With non-fragile ivars, you access all instance variables via an indirection variable. This records the offset of the ivar, and is fixed up by the runtime when the class is loaded. This means that you always get the right offset, even if other ivars are rearranged. This is great, but sometimes you don't actually need it. If your class inherits directly from NSObject, for example, or from intermediate classes declared in the same library (which, it turns out, includes about 90% of classes), this extra overhead is for no benefit, because you will be recompiling the subclasses when you recompile the class anyway.

The ivar lowering pass reverses this. It introduces hard-coded ivar offsets if it is safe to do so without increasing the fragility of the library. This means that you only get the performance penalty from non-fragile ivars if you actually need them, for example when you subclass something from a third-party library.

This isn't especially interesting. The extra cost of indirect ivar accesses is really small. You're only likely to notice it if you are doing a huge number of ivar accesses in different objects and your cache is full.

Message sends, on the other hand, have a big impact on performance. Every time you send a message in Objective-C or Smalltalk, you need to do a dynamic lookup to find the method to call, then you call the method in the same way that you call a C function. Both of these have some cost.

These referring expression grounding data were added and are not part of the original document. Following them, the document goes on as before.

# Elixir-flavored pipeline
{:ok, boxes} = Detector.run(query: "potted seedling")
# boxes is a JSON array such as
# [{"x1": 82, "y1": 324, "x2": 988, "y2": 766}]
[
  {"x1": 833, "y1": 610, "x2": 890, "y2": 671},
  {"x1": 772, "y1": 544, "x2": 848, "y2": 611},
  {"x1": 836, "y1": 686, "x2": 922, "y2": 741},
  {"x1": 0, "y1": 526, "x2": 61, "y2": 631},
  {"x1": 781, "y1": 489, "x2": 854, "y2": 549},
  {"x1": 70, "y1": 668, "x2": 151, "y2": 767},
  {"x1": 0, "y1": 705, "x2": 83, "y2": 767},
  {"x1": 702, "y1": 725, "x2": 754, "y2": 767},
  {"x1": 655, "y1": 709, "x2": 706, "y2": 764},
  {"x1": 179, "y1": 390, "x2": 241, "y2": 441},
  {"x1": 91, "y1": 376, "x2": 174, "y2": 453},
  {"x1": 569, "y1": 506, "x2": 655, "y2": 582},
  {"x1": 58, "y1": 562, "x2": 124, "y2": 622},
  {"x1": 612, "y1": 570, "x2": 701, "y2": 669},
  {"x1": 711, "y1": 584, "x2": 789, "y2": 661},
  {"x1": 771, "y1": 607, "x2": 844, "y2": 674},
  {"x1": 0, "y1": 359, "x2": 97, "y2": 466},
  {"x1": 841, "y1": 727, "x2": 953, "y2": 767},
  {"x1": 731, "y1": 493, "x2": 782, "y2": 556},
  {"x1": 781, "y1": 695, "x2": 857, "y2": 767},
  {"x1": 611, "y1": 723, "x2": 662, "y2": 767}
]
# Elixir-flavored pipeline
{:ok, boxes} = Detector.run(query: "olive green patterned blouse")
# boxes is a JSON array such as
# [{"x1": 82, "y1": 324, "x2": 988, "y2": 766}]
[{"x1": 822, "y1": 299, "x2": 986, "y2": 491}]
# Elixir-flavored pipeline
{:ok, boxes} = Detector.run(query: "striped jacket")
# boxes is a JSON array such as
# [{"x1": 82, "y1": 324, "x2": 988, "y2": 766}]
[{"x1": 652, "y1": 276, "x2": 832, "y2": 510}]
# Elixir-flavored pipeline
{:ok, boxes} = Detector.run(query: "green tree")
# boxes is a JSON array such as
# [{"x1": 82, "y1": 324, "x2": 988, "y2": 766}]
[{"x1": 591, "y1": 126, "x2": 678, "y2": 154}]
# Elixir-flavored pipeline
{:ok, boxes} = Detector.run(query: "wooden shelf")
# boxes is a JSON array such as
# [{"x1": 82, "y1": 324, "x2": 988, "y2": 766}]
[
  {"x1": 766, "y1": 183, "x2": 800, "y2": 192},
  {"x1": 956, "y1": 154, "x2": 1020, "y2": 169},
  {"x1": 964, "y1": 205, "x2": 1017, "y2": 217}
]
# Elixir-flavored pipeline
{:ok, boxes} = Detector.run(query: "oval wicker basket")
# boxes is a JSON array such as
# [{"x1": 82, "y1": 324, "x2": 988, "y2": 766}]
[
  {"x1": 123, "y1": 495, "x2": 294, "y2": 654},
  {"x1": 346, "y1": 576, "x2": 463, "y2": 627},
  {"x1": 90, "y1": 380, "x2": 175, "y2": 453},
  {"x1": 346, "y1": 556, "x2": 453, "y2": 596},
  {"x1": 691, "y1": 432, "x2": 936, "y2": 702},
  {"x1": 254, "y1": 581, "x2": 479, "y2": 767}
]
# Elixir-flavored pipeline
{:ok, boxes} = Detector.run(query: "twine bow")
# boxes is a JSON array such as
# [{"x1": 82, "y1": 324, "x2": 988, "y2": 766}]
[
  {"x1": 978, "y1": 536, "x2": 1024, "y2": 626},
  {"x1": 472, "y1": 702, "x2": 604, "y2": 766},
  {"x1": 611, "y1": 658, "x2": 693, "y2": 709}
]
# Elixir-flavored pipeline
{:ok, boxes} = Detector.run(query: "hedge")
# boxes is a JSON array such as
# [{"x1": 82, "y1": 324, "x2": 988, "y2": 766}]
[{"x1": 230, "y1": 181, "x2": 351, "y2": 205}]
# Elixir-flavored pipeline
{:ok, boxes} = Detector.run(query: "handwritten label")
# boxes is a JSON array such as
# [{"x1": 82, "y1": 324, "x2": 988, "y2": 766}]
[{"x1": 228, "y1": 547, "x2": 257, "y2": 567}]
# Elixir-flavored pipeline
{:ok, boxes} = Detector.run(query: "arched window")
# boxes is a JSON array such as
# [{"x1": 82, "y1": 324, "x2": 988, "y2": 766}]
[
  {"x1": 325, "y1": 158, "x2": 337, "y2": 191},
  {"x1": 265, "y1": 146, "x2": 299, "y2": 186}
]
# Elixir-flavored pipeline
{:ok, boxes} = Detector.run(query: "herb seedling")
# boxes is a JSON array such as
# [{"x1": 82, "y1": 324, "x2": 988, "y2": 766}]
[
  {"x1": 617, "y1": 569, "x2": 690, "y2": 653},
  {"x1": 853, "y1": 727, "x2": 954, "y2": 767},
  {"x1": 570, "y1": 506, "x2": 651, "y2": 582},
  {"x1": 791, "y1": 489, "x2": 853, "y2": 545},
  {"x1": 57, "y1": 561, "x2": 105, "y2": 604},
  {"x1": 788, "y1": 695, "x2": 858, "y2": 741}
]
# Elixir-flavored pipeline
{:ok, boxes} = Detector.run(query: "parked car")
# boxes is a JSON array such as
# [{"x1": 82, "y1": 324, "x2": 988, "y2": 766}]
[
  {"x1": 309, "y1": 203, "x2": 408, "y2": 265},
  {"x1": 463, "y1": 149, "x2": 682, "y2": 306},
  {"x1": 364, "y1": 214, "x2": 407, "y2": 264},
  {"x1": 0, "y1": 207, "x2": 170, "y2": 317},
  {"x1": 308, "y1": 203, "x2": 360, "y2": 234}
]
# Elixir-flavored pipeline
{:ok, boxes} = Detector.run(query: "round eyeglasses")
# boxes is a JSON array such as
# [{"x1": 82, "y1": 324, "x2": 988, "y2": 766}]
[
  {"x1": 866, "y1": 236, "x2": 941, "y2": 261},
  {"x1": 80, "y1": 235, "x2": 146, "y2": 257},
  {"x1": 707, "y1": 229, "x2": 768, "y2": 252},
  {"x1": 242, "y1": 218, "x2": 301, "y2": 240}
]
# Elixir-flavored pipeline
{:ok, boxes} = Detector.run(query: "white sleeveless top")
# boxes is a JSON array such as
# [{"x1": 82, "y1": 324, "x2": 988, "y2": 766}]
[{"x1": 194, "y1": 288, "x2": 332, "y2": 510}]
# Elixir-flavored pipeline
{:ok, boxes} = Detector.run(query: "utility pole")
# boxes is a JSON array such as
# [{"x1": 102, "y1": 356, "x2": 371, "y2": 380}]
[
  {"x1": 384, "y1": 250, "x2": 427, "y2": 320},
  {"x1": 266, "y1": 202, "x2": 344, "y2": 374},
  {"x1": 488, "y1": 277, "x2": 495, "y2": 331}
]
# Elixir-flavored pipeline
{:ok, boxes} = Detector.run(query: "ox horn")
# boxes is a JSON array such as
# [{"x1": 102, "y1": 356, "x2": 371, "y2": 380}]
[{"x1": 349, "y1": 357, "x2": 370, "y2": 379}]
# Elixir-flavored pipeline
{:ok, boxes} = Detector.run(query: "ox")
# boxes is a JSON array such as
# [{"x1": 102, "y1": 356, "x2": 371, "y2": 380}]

One way you can work around this in code is IMP caching, where you perform the lookup yourself, store the result, then call it as a function pointer. The compiler couldn't do this itself, because caching the IMP (instance method pointer - the function pointer for the method) broke some of the dynamic features of Objective-C. If you changed the selector to method mapping (either explicitly via runtime functions or by loading a category) then the cache becomes invalid and there was no mechanism for the runtime to invalidate it.

This changed with the new runtime. Now, the method lookup function returns a slot, which can be safely cached and invalidated later. The new pass makes use of this to automatically cache slots for message sends that happen in loops. To test it, I wrote a simple benchmark program that sends a message 1,000,000,000 times. The method does nothing, it just returns immediately, so all of the time is spent in the message lookup and sending.

Unoptimized, this takes 10 seconds. With the auto-caching pass, it takes around 4.6 seconds. Adding in the normal set of optimizations, these times drop to 8 and 3 seconds, respectively. For reference, replacing the message send with a C function call makes the time 3.5 seconds, so Objective-C is very, very close to raw C performance in this case. Note that if the function is in a different library, as it often is, you have to go via a relocation table, which brings the speeds much closer, and can even make the cached Objective-C version faster.

This isn't the end, of course. One thing that you can do easily in C/C++, but not Objective-C, is inline a function. This involves replacing a call to a function with a copy of the function body. This eliminates the call overhead and lets you do some other optimizations easily, like constant and subexpression propagation between functions.

We can do inlining with Objective-C too, in theory, but it has to be speculative. We can inline methods, then wrap the inlined version in a test that checks that it really is the correct one. That's next on the list.

We probably can't get Smalltalk quite as fast as C, but if it's within 10-20%, there's very little reason not to use it.